When the turkey was in the oven, Mrs. Miller came and then Honey Bunch and Mother went into the parlor to watch for Daddy.
“I shouldn’t be surprised if it snowed today,” said Mother, pinning back one of the curtains so they could see out into the street.
“Oh, goody!” cried Honey Bunch, clapping her hands. “I wish it would snow. I wish it would snow so much that it would be up to the roofs of the houses!”
“Why, Honey Bunch, you wouldn’t like that at all,” said her mother. “You couldn’t go out for weeks and weeks if that should happen.”
“Why couldn’t I?” asked Honey Bunch, pressing her nose flat against the cold window pane. “Why couldn’t I go out, Mother?”
“Because, if the snow was up to the roofs of the houses, think how deep it would be,” said Mother. “It would be weeks and weeks be- fore men could shovel paths through for the trolley cars and the automobiles and for grown-up people to walk. Little children would be buried in snow the moment they put their small feet outdoors.”
“Well, then,” said Honey Bunch, “I wish it would snow just up to the windows. There comes Daddy!”
She flew to the door to meet him and to ask him if the little lame boy liked his basket.
“Don’t tell me I smell turkey!” cried Daddy Morton, wrinkling his nose. “Honey Bunch, do you know whether we are going to have turkey for dinner to-day?”
Honey Bunch giggled and nodded.
“Yes, we are,” she answered. “I helped Mother fix it, Daddy. He is all sewed up with a needle and thread. Did the little lame boy like his basket?”
“To be sure he did,” said Daddy Morton. “I left him eating grapes and looking at the rest of the things when I came away. And if you’ll look inside this parcel, Edith,” he added, handing a long package to Honey Bunch’s mother, “you’ll find something for yourself.”
Honey Bunch came close to Mother to watch her open the parcel. Inside were great, beautiful yellow chrysanthemums, raggedy, handsome flowers whose smell reminded Honey Bunch of the woods where she had gone one Saturday afternoon with Daddy.
“Oh, David, how lovely!” cried Mrs. Morton. “We’ll have them on the table. Honey Bunch, aren’t they beautiful?”
Honey Bunch spent the morning trotting back and forth between the parlor and the kitchen. She saw Mrs. Miller “baste” the turkey, which had nothing to do with needle and thread. Honey Bunch had seen Mother baste her dresses, often, but when Mrs. Miller basted the turkey, she poured spoonfuls of gravy over it. Honey Bunch helped Mother fill the little candy and salted nut dishes and tasted a candy and a nut or two.

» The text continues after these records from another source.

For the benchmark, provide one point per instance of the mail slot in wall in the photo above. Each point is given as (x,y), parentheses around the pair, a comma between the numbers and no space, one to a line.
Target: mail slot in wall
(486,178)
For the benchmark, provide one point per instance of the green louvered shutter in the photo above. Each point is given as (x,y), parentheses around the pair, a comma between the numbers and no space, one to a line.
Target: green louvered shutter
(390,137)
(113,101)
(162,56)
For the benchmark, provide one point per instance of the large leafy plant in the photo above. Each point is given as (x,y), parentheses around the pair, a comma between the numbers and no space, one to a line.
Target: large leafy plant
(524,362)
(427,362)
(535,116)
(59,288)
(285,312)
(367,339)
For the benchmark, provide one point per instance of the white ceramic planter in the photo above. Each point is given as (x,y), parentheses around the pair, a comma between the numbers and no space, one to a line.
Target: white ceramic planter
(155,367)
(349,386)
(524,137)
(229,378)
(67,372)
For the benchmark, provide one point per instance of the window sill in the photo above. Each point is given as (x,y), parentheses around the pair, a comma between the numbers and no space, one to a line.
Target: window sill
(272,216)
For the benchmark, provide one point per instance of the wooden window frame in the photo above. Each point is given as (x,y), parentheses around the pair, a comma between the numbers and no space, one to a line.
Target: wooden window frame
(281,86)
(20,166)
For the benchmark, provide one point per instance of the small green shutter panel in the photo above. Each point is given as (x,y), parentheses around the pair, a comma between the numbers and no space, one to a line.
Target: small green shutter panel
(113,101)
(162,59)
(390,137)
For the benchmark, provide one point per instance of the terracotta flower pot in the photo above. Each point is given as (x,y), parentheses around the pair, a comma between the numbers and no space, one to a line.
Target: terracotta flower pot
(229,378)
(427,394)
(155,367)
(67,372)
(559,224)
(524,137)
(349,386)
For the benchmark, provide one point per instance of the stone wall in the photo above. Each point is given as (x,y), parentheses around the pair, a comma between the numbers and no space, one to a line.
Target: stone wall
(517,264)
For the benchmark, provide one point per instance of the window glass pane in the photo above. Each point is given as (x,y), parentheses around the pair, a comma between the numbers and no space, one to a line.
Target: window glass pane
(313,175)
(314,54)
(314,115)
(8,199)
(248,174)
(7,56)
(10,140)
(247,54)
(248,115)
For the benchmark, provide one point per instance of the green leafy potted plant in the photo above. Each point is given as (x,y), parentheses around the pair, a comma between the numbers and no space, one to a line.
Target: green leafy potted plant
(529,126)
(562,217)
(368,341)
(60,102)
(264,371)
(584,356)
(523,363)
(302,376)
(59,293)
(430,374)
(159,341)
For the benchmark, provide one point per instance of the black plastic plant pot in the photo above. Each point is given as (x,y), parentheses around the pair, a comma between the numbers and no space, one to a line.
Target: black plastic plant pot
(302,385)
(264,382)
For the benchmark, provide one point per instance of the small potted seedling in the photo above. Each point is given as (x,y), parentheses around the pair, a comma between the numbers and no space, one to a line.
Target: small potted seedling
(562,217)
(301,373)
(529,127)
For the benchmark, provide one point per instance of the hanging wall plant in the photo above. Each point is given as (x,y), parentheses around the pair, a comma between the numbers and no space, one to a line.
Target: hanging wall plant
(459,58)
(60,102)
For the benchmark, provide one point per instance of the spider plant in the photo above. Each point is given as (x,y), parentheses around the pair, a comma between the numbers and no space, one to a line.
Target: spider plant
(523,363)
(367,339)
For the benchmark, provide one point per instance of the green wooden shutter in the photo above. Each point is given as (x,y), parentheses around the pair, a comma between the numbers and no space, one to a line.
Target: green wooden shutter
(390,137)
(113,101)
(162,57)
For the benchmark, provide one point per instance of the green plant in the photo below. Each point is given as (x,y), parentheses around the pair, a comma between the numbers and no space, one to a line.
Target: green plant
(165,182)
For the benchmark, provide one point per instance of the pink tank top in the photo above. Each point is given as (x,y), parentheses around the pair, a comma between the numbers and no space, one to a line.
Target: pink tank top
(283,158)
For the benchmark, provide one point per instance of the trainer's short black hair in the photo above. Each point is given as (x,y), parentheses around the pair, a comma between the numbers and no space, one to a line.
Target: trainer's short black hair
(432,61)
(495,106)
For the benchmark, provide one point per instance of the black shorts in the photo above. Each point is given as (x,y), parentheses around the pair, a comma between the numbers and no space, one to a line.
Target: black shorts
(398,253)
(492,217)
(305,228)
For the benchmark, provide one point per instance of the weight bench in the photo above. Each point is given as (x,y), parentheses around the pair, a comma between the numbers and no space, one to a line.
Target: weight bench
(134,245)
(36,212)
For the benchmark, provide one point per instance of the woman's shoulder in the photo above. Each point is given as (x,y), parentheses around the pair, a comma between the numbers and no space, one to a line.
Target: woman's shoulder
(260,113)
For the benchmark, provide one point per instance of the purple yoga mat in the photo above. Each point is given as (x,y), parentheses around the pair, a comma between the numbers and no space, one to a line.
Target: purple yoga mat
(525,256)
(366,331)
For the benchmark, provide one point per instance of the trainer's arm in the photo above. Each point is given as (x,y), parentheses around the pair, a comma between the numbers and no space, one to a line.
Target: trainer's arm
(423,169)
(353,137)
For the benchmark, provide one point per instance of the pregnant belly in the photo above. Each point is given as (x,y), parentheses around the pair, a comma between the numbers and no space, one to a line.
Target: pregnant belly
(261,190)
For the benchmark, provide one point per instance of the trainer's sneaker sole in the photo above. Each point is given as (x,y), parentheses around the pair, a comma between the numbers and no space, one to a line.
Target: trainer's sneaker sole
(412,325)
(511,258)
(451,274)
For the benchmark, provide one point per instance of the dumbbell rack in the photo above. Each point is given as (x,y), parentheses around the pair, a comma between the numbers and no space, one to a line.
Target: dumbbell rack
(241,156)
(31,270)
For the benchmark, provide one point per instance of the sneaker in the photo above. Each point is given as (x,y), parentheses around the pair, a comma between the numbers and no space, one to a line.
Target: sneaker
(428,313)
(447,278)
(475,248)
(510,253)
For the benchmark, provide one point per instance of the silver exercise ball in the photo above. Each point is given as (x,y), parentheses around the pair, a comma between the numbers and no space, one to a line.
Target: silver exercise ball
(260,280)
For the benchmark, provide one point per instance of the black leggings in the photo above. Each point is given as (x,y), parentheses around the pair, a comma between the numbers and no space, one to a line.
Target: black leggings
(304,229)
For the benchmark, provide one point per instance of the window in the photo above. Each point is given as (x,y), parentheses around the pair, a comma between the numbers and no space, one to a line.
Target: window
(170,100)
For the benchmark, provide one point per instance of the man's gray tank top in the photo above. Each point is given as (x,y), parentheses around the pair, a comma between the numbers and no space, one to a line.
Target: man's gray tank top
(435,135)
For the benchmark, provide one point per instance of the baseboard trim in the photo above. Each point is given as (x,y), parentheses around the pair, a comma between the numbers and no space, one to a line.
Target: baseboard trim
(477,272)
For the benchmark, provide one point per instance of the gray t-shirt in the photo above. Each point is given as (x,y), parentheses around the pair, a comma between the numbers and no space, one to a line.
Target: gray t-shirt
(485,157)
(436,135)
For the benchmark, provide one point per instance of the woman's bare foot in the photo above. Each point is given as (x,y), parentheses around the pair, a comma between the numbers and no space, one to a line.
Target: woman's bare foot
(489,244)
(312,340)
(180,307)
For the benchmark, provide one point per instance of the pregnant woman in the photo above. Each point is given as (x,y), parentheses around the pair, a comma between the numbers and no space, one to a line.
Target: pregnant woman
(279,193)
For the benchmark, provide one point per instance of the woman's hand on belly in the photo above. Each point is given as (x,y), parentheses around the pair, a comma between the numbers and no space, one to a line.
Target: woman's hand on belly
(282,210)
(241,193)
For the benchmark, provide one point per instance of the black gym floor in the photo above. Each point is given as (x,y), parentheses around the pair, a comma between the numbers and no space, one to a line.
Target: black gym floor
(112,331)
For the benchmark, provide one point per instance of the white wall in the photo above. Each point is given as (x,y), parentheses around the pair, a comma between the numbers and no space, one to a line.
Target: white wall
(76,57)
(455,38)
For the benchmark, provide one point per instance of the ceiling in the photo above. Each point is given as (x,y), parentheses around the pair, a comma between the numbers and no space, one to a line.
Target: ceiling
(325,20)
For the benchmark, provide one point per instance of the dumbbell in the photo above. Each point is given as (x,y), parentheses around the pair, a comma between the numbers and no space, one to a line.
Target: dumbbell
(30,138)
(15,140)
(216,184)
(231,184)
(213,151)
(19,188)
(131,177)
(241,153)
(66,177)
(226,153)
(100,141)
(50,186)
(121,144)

She tied an orange ribbon on Lady Clare. And then, finally, dinner was ready.
Every year Mrs. Morton invited three old ladies who lived in an old ladies’ home to come to Thanksgiving dinner. They were sisters and their names were Miss Anna, Miss Mary and Miss Bertha Anderson. Mother told Honey Bunch that they were not exactly poor and they were not hungry; they were well taken care of in the home.

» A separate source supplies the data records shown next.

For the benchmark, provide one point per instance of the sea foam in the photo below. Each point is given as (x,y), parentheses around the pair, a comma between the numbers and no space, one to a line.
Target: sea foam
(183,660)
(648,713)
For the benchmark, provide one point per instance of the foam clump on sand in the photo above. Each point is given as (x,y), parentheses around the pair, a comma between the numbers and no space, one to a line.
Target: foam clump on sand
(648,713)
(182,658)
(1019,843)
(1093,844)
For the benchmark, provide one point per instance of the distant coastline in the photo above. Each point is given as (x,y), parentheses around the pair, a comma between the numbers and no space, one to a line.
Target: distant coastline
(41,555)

“But they are lonely, for they have no one of their own to love them,” she said. “No nice daddy, no little girl. I like them to come and be happy with us, and Daddy does, too.”

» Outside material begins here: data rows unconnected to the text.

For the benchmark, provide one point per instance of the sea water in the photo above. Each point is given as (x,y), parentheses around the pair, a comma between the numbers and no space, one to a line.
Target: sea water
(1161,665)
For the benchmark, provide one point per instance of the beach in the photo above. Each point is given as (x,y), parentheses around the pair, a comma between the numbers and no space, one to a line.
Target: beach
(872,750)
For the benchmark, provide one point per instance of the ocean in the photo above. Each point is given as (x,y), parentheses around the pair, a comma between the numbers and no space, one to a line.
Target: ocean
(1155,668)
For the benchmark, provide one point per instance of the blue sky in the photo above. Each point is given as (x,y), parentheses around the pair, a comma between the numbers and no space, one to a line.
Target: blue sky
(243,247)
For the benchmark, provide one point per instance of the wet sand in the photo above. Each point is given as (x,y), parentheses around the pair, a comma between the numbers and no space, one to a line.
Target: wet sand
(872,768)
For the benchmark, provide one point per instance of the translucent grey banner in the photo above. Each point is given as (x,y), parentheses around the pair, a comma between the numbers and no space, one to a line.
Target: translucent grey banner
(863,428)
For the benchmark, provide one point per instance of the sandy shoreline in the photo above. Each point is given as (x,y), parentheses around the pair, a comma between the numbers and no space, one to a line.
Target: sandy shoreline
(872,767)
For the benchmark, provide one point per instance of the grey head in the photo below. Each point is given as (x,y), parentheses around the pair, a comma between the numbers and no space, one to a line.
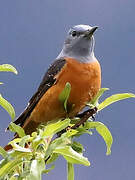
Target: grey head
(79,43)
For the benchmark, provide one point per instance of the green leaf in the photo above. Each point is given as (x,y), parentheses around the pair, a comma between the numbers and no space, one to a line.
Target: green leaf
(37,166)
(70,170)
(9,166)
(7,106)
(8,67)
(17,129)
(114,98)
(64,95)
(52,158)
(77,147)
(48,170)
(94,101)
(72,156)
(3,152)
(104,132)
(52,129)
(19,148)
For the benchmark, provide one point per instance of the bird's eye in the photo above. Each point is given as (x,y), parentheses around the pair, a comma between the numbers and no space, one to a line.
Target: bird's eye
(74,33)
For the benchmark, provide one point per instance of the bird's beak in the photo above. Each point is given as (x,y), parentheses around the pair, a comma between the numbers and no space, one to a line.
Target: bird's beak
(90,32)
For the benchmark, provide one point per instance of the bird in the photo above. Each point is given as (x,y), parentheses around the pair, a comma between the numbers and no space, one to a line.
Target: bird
(75,64)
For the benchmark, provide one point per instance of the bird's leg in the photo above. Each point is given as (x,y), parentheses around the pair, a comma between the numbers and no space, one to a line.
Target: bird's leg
(84,116)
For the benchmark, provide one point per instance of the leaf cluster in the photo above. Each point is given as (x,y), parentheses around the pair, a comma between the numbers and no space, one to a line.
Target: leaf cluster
(33,154)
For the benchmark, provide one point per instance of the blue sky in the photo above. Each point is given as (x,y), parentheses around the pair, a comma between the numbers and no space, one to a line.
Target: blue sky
(31,36)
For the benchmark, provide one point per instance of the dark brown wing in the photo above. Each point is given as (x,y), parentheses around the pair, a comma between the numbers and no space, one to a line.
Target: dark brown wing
(47,81)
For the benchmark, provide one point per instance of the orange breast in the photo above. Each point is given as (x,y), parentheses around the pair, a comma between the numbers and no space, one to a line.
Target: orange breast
(85,80)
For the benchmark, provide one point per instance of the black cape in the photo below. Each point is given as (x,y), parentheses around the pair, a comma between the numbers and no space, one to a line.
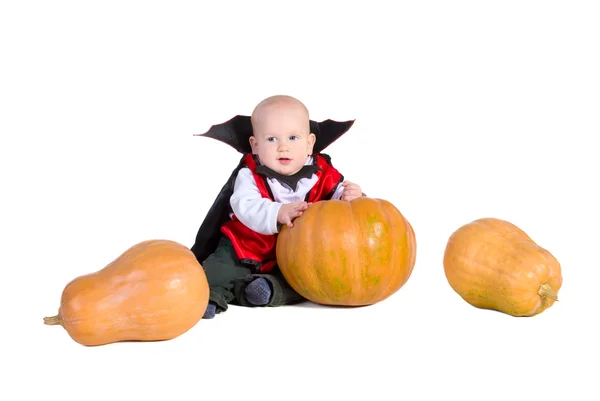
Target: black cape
(236,133)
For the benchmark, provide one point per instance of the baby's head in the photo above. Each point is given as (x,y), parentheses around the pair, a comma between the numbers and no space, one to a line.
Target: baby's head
(281,134)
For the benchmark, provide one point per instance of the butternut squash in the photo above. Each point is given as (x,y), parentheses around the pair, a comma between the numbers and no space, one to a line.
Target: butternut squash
(493,264)
(156,290)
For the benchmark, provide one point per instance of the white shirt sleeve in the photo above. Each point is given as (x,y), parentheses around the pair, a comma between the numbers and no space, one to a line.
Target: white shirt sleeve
(254,211)
(338,192)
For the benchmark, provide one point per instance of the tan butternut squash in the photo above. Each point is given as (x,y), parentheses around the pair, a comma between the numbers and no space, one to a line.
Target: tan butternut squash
(493,264)
(155,290)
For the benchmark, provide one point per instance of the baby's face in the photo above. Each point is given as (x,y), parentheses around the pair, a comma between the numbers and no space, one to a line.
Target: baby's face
(282,138)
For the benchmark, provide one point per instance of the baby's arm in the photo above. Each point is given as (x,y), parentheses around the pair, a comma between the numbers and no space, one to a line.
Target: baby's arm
(347,191)
(256,212)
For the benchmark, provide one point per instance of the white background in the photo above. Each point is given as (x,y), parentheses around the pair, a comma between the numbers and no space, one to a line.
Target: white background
(463,109)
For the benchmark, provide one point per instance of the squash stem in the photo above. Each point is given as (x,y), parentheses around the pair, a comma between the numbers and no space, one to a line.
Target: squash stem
(54,320)
(547,291)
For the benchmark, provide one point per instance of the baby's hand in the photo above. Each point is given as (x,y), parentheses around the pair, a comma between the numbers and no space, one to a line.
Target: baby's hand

Honey Bunch did not talk very much during dinner. Miss Mary talked a great deal and Miss Anna and Miss Bertha talked, too. They seemed to be hungry and they liked the dinner. Honey Bunch was sure they did. It was a very good dinner and Daddy gave Honey Bunch the wishbone of the turkey. She put it away to dry and then she intended to make a wish with it.